Alena Buyx, chairman of the German Ethics Council/dpa, Michael Kappeler
Berlin – The president of the ethics committee, Alena Buyx, considers some of the criticisms of the government’s measures against the corona pandemic dishonest. She personally “has no problem apologizing that we on the Ethics Council haven’t focused enough on young people,” says Buyx time online in an interview. At the same time, she observes an insatiable need to look for someone to blame. Buyx.
“Sometimes it feels like it’s more about feelings of revenge, about atonement. A vengeance- and anger-driven hunt for the guilty is a dangerously simple solution, so it doesn’t help at all,” says Buyx.
“Our society has constantly debated the best balance between freedom and health. Live and in color. For two and a half years.” This weighed on the public discussion. “She’s demonstrably gotten rougher, more irritable, and more polarized,” Buyx concluded.
We must question, analyze and criticize, said the professor of medical ethics, but remain honest. “The narrative that the whole crown policy was problematic is just solidifying a bit.
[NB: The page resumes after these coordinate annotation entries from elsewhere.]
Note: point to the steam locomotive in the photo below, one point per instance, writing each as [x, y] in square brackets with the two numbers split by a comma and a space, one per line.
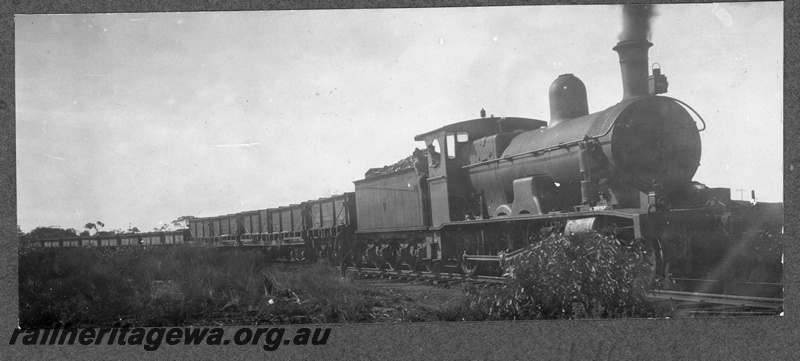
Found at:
[484, 190]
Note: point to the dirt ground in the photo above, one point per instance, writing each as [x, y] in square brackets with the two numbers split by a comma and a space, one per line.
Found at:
[399, 301]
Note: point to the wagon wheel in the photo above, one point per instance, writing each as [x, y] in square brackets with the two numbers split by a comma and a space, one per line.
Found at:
[468, 267]
[373, 258]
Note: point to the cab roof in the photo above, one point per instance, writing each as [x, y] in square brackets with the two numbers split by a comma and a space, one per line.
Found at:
[482, 127]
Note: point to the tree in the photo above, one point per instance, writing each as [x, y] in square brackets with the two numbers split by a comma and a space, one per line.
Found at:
[96, 226]
[40, 233]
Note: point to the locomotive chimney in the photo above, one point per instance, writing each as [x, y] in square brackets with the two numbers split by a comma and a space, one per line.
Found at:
[632, 50]
[633, 63]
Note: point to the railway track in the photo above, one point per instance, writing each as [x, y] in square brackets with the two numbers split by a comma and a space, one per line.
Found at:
[437, 278]
[695, 303]
[683, 304]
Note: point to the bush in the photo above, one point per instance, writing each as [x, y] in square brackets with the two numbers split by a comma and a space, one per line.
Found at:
[581, 276]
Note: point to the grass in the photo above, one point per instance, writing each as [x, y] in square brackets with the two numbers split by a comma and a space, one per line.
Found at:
[196, 285]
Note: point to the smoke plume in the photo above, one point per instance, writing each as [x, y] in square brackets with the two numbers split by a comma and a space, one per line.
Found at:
[636, 21]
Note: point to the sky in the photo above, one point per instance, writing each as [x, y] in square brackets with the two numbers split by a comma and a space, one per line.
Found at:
[138, 119]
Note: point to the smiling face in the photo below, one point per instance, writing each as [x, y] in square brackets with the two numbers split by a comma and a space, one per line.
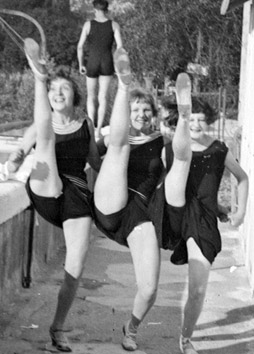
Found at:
[198, 126]
[61, 95]
[141, 116]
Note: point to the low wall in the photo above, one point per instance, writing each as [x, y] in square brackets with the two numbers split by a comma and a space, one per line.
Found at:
[27, 241]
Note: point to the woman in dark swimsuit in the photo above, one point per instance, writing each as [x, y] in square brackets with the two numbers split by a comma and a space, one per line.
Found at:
[201, 240]
[129, 176]
[100, 35]
[57, 185]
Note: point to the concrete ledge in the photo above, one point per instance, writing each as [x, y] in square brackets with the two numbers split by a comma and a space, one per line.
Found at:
[13, 199]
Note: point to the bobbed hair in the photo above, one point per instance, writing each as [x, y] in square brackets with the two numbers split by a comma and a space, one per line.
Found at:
[142, 95]
[101, 5]
[63, 72]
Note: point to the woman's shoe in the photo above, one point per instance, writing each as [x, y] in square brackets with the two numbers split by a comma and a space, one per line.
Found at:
[129, 340]
[59, 341]
[183, 95]
[36, 63]
[122, 66]
[186, 346]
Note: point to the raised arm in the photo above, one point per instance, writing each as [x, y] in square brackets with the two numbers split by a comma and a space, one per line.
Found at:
[243, 186]
[80, 51]
[17, 157]
[117, 35]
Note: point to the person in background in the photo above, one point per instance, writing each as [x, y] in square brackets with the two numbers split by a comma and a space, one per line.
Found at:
[168, 116]
[130, 175]
[100, 35]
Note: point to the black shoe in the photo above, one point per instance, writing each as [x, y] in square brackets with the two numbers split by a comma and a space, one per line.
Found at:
[59, 340]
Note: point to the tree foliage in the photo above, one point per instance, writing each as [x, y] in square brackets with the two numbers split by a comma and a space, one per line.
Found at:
[161, 36]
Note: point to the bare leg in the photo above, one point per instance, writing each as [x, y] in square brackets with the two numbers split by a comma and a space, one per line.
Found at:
[145, 253]
[104, 83]
[91, 102]
[199, 269]
[77, 235]
[111, 183]
[176, 179]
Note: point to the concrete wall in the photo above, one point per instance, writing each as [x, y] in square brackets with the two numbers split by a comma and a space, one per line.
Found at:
[246, 117]
[27, 241]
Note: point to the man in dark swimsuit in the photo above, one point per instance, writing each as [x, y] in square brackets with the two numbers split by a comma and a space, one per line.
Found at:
[100, 34]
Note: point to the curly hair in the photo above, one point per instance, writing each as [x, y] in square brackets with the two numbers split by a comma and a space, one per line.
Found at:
[101, 5]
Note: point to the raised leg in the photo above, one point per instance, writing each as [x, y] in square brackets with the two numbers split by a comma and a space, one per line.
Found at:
[145, 253]
[111, 183]
[104, 83]
[91, 101]
[199, 269]
[176, 179]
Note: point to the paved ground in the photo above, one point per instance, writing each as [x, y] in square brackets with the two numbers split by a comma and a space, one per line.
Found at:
[104, 302]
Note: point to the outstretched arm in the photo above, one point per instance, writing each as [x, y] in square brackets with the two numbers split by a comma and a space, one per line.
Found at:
[82, 40]
[243, 186]
[17, 157]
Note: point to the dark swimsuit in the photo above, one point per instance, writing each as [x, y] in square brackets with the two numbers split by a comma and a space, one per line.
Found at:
[100, 41]
[201, 210]
[144, 171]
[75, 201]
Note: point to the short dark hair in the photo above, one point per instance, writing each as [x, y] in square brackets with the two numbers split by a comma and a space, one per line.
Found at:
[63, 72]
[140, 94]
[199, 105]
[101, 5]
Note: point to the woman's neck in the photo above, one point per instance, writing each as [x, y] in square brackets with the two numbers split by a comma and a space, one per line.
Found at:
[201, 144]
[100, 17]
[63, 118]
[134, 132]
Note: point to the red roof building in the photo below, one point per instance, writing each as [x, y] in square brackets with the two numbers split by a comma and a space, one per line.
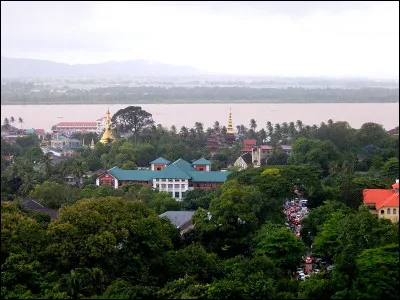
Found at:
[384, 203]
[248, 145]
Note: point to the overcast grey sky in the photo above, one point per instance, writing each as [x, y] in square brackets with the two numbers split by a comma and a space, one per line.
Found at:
[341, 39]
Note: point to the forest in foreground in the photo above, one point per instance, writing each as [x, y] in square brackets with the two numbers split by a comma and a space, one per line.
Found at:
[112, 244]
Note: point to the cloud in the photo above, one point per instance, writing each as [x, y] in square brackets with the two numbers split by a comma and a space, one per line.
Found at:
[260, 38]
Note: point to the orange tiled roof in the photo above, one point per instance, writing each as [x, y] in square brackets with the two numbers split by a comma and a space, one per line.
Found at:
[380, 197]
[393, 200]
[376, 195]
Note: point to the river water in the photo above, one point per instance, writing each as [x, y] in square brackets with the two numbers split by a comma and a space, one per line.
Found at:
[45, 116]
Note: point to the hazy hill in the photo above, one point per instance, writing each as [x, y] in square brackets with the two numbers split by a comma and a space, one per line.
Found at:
[23, 67]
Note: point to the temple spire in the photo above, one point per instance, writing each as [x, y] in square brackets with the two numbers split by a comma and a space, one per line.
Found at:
[107, 135]
[230, 123]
And that’s not true.” At the same time, he understands most of the criticisms, “because they were really tough decisions.”
Asked if enough was being done for those hardest hit by the pandemic, Buyx said: “There have been shortages. We also said it very clearly. ”An example was the isolation of the elderly in nursing homes in the first blocks. “Some of these were actual human rights violations – and there haven’t been that many in this pandemic.”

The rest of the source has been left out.